After treading water for most of March and April, stocks are nudging deeper into record territory and are closing in on milestones with lots of zeros attached to them. The Dow Jones industrial average is within 53 points of 17,000 while the Standard & Poor’s 500 is just shy of 2,000 after rising 6 percent this year.
A harsh winter in the U.S. that hobbled growth made investors cautious. There were also worries about the conflict in Ukraine and slowing growth in China, the world’s second-biggest economy.
But now the economy appears to be on track again, and investors are rediscovering their appetite for stocks.
While 17,000 would be the first 1,000-point marker crested this year, the Dow had two in 2013. It closed above 15,000 for the first time on May 7, then above 16,000 on Nov. 21, during a year when the blue-chip index rocketed 27 percent.
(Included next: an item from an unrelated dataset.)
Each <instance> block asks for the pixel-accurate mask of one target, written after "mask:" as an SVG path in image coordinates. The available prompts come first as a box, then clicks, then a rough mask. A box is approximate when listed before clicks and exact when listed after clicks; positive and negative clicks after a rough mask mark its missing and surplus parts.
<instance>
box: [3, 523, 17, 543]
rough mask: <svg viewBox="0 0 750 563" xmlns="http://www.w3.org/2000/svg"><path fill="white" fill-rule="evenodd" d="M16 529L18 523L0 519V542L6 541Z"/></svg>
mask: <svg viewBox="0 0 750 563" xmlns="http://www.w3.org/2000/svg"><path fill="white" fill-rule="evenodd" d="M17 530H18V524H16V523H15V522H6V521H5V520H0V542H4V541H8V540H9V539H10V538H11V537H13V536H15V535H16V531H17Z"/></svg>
That double milestone was a long time coming, though. The Dow had finished above 14,000 six years earlier, in July 2007, just before the Great Recession.
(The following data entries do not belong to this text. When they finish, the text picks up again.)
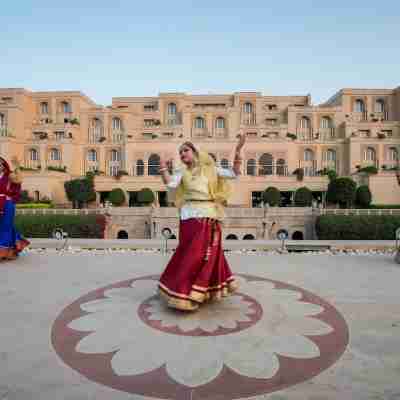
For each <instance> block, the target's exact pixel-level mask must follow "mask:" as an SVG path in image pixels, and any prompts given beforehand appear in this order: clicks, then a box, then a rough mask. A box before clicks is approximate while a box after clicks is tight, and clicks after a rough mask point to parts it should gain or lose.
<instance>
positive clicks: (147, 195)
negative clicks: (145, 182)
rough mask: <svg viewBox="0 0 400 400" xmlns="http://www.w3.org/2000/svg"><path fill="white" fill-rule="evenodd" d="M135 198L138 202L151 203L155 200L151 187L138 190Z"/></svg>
mask: <svg viewBox="0 0 400 400" xmlns="http://www.w3.org/2000/svg"><path fill="white" fill-rule="evenodd" d="M137 200H138V203H140V204H151V203H153V201H154V200H155V196H154V193H153V191H152V190H151V189H148V188H143V189H142V190H140V191H139V192H138V194H137Z"/></svg>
In 2014, here are some of the factors driving stocks toward new milestones:
Recent good news on manufacturing and hiring has boosted confidence in the economy.
Manufacturing is expanding at a healthy pace, and the service industry continues to grow, according to surveys released by the Institute for Supply Management earlier this month.
U.S. employers added 217,000 jobs to their payrolls in May, the fourth consecutive month of solid job gains. The number of Americans filing for unemployment benefits has also dropped close to the levels seen before the recession began in December 2007.
More jobs should put more money into consumers’ pockets. That leads to greater demand and greater investment by companies, creating a virtuous circle, says Brad Sorensen, director of market and sector research for Charles Schwab.